Une dette colossale à relativiser
Les données les plus récentes du FMI laissent apparaître une dette publique s’élevant à 248% du PIB. Nette des actifs, la dette est plus limitée, tout en restant importante, à 125% du PIB. Mais il s’agit de ne pas trop s’attacher à ces mesures. D’une part, la dette est détenue localement (seuls 10% des JGB sont détenus par des non- résidents), et le passif des uns est aussi l’actif des autres : entre 1980 et 2014, le passif net des administrations publiques a gagné 130 points de PIB et les actifs financiers nets des ménages japonais ont progressé de 125 points de PIB. De fait, la question de la dette publique japonaise n’est pas tant un problème de solvabilité qu’un enjeu de redistribution. Le Japon reste en position de créditeur net, mais, surtout, il ne faut pas oublier que 35% des titres de dette publique sont aujourd’hui détenus par la BoJ, proportion qui ne cessera d’augmenter dans les prochaines années, les achats nets de la BoJ dépassant les besoins de financement de l’Etat. Il faut noter également la relative stabilité, dans les dépenses, du service de la dette (4,7% du PIB). Le nouvel objectif de la BoJ assure par ailleurs au gouvernement la possibilité de continuer de s’endetter à taux réduits.
La maturité moyenne de la dette japonaise est aujourd’hui d’un peu plus de huit ans, et le rendement des titres portant une telle échéance de -0,19%. En l’absence de modification de la politique de gestion de la dette, le gouvernement japonais s’endetterait à un taux inférieur au taux de croissance potentiel nominal, différentiel qui ne ferait que s’élargir à mesure que la BoJ parviendrait à respecter son objectif d’inflation. De fait, le taux apparent de la dette, aujourd’hui de 0,95%, serait encore réduit et, en cela, la soutenabilité de la dette améliorée.

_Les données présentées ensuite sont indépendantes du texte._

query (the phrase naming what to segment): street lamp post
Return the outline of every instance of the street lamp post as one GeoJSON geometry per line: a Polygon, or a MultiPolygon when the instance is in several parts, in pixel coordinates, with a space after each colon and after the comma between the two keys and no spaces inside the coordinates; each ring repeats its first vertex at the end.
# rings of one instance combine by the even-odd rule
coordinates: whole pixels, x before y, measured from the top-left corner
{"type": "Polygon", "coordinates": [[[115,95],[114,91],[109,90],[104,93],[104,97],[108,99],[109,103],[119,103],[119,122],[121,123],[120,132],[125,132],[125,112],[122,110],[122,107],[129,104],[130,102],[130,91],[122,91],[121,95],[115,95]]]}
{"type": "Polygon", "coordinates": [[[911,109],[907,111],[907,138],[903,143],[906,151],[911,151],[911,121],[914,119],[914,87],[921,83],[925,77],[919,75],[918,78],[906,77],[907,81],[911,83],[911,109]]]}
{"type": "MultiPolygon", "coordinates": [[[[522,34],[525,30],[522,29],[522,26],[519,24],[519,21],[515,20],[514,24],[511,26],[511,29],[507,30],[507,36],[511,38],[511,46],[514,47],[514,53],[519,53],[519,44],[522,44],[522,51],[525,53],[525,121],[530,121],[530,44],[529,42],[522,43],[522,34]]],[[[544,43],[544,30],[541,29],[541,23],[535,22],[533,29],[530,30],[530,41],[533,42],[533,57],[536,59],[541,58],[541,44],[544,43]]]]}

La BoJ, activiste à raison
Une bonne part de la réussite des Abenomics dépend alors de l’efficacité de la politique de la BoJ, et plutôt que de conclure que l’arme monétaire a été disproportionnellement utilisée, on en vient à mieux comprendre l’activisme de la banque centrale japonaise. Aujourd’hui, c’est sa capacité à relever les anticipations d’inflation qui est cruciale, enjeu que l’institution souligne elle-même. La crédibilité des nouvelles mesures est un élément essentiel, notamment en ce qu’elles ont pour objectif assumé de dépasser, durablement et significativement, l’objectif d’inflation de 2%.
Ici, certains auraient préféré l’annonce d’un nouvel objectif, de 4% par exemple, synonyme d’une hausse irréversible de la masse monétaire. La BoJ a choisi, au moins pour l’instant, de ne pas être aussi spécifique. Sans certitude, on peut imaginer que la BoJ avait en tête la question de sa crédibilité, qui pourrait être durablement atteinte si elle ne parvenait pas à atteindre un objectif trop ambitieux dont la réalisation dépend aussi de facteurs exogènes, comme le prix de l’énergie ou la valeur externe du yen. Il sera toujours temps de spécifier un nouvel objectif plus tard si cela s’avère nécessaire.
Tout aussi bienvenu, si ce n’est plus, est le nouveau recul de la date de la prochaine augmentation de la taxe sur la consommation, initialement prévue en avril 2017 et repoussée à la fin de 2019. On pourrait même encourager à davantage d’« irresponsabilité » fiscale, en conditionnant cette augmentation au respect par la BoJ de sa cible d’inflation et en abandonnant l’objectif – qui apparaît de plus en plus impossible à atteindre – d’un excédent primaire à horizon 2020. Il suffirait d’admettre que le problème de la dette n’en est pas un, ou au moins, que sa résolution passe avant tout par la sortie de la spirale déflationniste.